To run the optional composed-environment smoke against a real target, provide
the composed endpoint env and execute the dedicated integration test:
```bash
SDK_API_E2E_INTEGRATION_FULL_BASE_URL=https://api.example \
SDK_API_E2E_INTEGRATION_FULL_MANIFEST_PATH=/path/to/prop-system-tests/fixtures/sdk_api_e2e/integration_full_manifest.json \
cargo test --test integration_full_composed -- --nocapture
```
Build the native artifacts used by downstream bindings with:
```bash
cargo build --release
```
## Local quality gate
Run the local quality gate before committing when you want the same style of
checks that would otherwise burn CI time:
```bash
./precommit.sh
```
On Windows:
```powershell
./precommit.ps1
```
The script applies safe automated fixes first, then runs linting, SAST, secret
scanning, tests, a release build, and finally cleans local build artifacts.
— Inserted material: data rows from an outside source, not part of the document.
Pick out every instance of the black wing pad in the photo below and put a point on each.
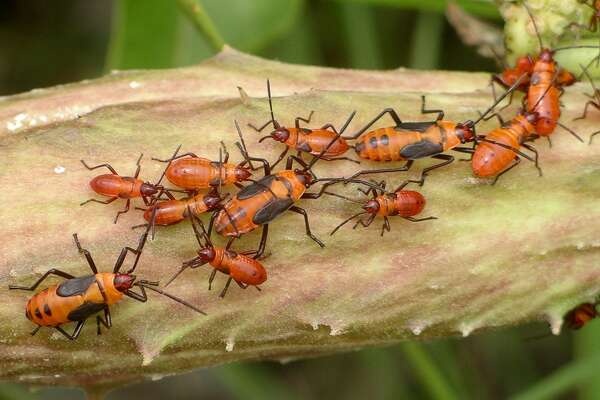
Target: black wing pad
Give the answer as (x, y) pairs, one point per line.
(414, 126)
(84, 311)
(423, 148)
(75, 286)
(259, 186)
(271, 210)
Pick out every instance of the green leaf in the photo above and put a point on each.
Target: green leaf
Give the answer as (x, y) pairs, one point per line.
(143, 34)
(485, 8)
(522, 250)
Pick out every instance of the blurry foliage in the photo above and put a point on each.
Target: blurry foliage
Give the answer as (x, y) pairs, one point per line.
(46, 43)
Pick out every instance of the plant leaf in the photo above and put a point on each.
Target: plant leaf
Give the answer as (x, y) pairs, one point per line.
(526, 249)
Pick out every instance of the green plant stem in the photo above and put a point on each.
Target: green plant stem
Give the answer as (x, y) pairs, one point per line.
(427, 40)
(586, 343)
(562, 379)
(426, 370)
(252, 382)
(202, 21)
(359, 26)
(143, 35)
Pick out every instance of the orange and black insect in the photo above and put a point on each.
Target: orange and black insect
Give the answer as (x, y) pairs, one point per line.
(173, 211)
(78, 298)
(116, 187)
(580, 315)
(594, 101)
(543, 94)
(241, 267)
(498, 152)
(524, 67)
(190, 172)
(409, 141)
(402, 203)
(262, 201)
(305, 140)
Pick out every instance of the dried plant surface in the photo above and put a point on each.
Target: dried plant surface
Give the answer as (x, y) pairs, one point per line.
(525, 249)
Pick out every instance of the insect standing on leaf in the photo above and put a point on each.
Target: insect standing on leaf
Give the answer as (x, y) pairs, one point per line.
(173, 211)
(190, 172)
(543, 94)
(403, 203)
(580, 315)
(409, 141)
(77, 299)
(594, 101)
(116, 187)
(241, 268)
(262, 201)
(498, 152)
(524, 66)
(305, 140)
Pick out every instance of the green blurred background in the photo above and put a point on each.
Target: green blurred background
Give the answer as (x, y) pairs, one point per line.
(48, 43)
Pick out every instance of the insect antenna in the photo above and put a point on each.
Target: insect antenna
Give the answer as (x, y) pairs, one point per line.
(309, 166)
(537, 32)
(346, 221)
(587, 74)
(242, 145)
(153, 286)
(168, 165)
(510, 90)
(275, 123)
(142, 242)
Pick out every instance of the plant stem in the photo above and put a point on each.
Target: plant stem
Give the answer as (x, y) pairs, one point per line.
(427, 40)
(202, 21)
(426, 370)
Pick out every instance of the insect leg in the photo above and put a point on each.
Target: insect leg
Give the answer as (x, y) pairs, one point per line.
(123, 211)
(536, 158)
(106, 321)
(589, 103)
(403, 185)
(405, 167)
(226, 159)
(572, 132)
(412, 219)
(52, 271)
(87, 255)
(302, 212)
(440, 113)
(211, 278)
(467, 150)
(517, 161)
(269, 122)
(99, 201)
(242, 285)
(448, 159)
(111, 169)
(341, 158)
(305, 120)
(176, 158)
(281, 157)
(226, 287)
(75, 333)
(137, 252)
(385, 226)
(139, 166)
(389, 111)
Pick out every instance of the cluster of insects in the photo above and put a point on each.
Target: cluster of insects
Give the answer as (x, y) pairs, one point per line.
(258, 201)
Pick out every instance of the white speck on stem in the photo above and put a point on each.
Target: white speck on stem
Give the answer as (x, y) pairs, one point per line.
(466, 329)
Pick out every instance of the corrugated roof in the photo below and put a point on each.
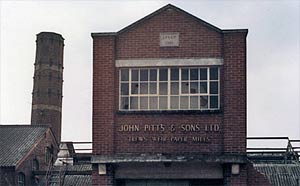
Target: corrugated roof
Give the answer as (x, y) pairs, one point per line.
(76, 180)
(16, 141)
(280, 174)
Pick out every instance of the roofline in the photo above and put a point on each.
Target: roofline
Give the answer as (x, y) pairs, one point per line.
(235, 31)
(100, 34)
(164, 8)
(34, 146)
(225, 31)
(23, 125)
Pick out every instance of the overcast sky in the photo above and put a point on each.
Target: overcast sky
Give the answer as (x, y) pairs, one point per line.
(272, 43)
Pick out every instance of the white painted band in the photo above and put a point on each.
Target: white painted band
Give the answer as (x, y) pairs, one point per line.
(169, 62)
(48, 67)
(46, 107)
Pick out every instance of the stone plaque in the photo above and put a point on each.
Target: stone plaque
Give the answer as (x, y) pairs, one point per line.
(169, 39)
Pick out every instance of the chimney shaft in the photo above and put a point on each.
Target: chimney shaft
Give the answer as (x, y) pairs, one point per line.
(48, 81)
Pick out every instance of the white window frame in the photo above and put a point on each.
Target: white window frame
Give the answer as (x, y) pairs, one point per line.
(180, 94)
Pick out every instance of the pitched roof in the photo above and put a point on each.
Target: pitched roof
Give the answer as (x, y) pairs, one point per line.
(167, 7)
(16, 141)
(170, 6)
(280, 174)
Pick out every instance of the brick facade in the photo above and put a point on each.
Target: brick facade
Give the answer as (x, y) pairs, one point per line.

To wire the same checks into local Git commits and pushes:
```bash
./install-hooks.sh
```
or:
```powershell
./install-hooks.ps1
```
The installed `pre-commit` hook runs a faster version of the gate; the
installed `pre-push` hook runs the full gate.
## Release process
Tagged release steps for maintainers are documented in `RELEASING.md`. The
release workflow publishes to crates.io and attaches the version-matched native
archives to the GitHub release.
## License
Distributed under the proprietary Lattix SDK License in `LICENSE`.